Gluten-Free Sweet Potato Avocado "Toasts"
Toast is out. These Gluten-Free Sweet Potato Avocado “Toasts” are in! This recipe is a grain-free and more nutrient-dense way to start the day!
Servings 2
Calories 362 kcal
Ingredients
Sweet Potato "Toast"
- 2 large round sweet potatoes
- fine sea salt
Avocado and Egg
- 1 tbsp white vinegar
- 2 large free-range Nature's Yoke eggs
- 1 tsp avocado oil
- 1 avocado
- 1/2 lime, juiced
- fine sea salt
- freshly ground black pepper
- 2 sweet potato "toast"
- 2 tbsp microgreens
- 2 tbsp pumpkin seeds
- sriracha, optional
Instructions
Sweet Potato "Toast"
- Scrub the sweet potatoes but don’t peel them. Slice lengthwise into 1/3-inch planks.

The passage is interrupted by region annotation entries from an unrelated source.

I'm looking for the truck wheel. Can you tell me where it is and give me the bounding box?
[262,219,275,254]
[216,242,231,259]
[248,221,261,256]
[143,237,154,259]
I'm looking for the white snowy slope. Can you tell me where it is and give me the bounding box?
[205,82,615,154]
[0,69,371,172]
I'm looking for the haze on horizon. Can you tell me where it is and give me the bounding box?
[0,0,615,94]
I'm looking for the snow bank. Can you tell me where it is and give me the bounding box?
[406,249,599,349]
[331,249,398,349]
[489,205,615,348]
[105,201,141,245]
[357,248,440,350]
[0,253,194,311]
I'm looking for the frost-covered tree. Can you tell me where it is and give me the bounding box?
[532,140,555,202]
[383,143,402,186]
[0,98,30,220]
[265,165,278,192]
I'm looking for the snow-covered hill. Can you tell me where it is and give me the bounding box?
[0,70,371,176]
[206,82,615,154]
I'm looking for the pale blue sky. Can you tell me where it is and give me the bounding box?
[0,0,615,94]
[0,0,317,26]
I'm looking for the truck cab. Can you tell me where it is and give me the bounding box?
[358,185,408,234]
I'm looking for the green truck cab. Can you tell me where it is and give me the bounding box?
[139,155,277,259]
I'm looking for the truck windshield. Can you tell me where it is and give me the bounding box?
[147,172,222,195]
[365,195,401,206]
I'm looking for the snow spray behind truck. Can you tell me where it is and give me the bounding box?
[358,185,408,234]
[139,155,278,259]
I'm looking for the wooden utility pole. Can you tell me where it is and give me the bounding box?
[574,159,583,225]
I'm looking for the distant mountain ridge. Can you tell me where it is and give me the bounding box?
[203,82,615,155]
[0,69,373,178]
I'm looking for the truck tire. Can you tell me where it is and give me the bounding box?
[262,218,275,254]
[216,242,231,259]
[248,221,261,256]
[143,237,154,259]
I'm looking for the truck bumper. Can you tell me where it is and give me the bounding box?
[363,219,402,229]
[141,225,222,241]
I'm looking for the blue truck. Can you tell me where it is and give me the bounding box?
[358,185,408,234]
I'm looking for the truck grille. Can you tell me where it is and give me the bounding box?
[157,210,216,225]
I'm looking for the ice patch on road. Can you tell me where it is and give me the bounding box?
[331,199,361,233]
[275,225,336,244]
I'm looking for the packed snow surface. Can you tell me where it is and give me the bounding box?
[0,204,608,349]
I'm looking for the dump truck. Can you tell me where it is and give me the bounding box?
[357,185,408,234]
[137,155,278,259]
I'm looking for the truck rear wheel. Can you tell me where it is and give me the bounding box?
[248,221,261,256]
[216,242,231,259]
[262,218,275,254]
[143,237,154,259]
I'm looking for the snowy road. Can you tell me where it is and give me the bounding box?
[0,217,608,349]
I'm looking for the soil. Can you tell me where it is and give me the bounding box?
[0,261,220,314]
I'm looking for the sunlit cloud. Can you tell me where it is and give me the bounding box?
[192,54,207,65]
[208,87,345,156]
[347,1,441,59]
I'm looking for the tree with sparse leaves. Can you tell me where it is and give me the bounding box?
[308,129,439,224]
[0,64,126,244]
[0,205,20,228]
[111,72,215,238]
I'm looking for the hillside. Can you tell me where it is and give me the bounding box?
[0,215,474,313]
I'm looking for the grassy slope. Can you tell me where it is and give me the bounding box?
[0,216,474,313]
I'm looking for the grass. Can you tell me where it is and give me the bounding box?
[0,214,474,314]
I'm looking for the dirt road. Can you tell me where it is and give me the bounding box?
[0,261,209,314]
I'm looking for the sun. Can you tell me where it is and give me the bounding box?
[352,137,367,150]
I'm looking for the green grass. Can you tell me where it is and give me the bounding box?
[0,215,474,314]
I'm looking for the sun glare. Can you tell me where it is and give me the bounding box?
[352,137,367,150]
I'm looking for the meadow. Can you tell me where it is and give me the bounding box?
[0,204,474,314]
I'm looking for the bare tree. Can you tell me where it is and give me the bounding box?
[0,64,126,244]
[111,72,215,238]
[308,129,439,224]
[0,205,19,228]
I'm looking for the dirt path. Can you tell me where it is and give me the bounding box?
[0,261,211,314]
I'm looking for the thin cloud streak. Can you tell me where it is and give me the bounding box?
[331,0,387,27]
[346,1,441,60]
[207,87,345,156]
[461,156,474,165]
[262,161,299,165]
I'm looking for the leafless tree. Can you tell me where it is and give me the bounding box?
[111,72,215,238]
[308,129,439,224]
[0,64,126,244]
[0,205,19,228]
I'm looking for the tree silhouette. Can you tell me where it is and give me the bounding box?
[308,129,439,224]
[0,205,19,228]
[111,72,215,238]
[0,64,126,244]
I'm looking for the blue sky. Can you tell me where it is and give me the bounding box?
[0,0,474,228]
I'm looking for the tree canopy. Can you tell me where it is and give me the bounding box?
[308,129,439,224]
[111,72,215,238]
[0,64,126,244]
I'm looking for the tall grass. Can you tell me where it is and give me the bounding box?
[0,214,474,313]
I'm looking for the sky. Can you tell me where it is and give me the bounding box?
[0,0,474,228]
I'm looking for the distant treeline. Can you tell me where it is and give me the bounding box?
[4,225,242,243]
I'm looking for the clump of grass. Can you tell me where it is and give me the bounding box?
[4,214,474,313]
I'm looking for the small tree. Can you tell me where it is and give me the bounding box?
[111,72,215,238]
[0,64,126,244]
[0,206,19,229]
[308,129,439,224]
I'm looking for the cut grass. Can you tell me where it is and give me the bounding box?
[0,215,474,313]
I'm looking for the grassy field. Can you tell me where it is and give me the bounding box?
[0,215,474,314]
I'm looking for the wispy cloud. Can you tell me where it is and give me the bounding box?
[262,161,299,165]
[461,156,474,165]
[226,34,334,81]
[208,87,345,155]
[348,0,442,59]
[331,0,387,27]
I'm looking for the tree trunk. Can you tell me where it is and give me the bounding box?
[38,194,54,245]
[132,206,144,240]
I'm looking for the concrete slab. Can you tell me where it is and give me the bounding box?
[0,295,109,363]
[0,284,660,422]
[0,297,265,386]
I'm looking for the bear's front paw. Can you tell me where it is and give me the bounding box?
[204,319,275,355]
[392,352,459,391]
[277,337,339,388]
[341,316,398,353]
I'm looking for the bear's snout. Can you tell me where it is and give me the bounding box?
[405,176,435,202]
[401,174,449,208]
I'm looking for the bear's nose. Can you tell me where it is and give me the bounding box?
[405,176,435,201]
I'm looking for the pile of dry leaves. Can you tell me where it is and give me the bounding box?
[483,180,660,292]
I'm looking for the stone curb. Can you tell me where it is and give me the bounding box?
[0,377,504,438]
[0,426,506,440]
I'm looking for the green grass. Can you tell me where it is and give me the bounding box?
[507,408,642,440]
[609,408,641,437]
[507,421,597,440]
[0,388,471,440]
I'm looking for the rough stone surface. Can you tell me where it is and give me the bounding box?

- Fill a deep skillet about two thirds full with water and salt it generously. Bring to a simmer. Add the sweet potato planks and simmer just until fork tender, about 5 minutes (check them often, you don’t want them to start falling apart).
- Remove from the water and pat dry with paper towels. Can be made ahead and stored for up to a week in an airtight container.
Avocado and Egg
- In a deep skillet, add about 11⁄2 - 2 inches of water and the vinegar. Bring to a simmer. Crack the eggs into the water and poach gently for 3 minutes or until the whites are firm. Gently remove from the water with a slotted spoon and place on paper towels to remove excess water.
- While the eggs are poaching, finish off the toasts. Heat the avocado oil in a skillet over medium-high heat. Sprinkle the sweet potato toasts with a little salt and pepper. Place in the hot oil and cook for about 2 minutes per side or until nicely browned.
- Smash the avocado with lime juice and a pinch of salt and pepper. Spread the avocado on the cooked sweet potato toasts. Top each with a poached egg. Top with microgreens and pumpkin seeds and a little Sriracha, if desired.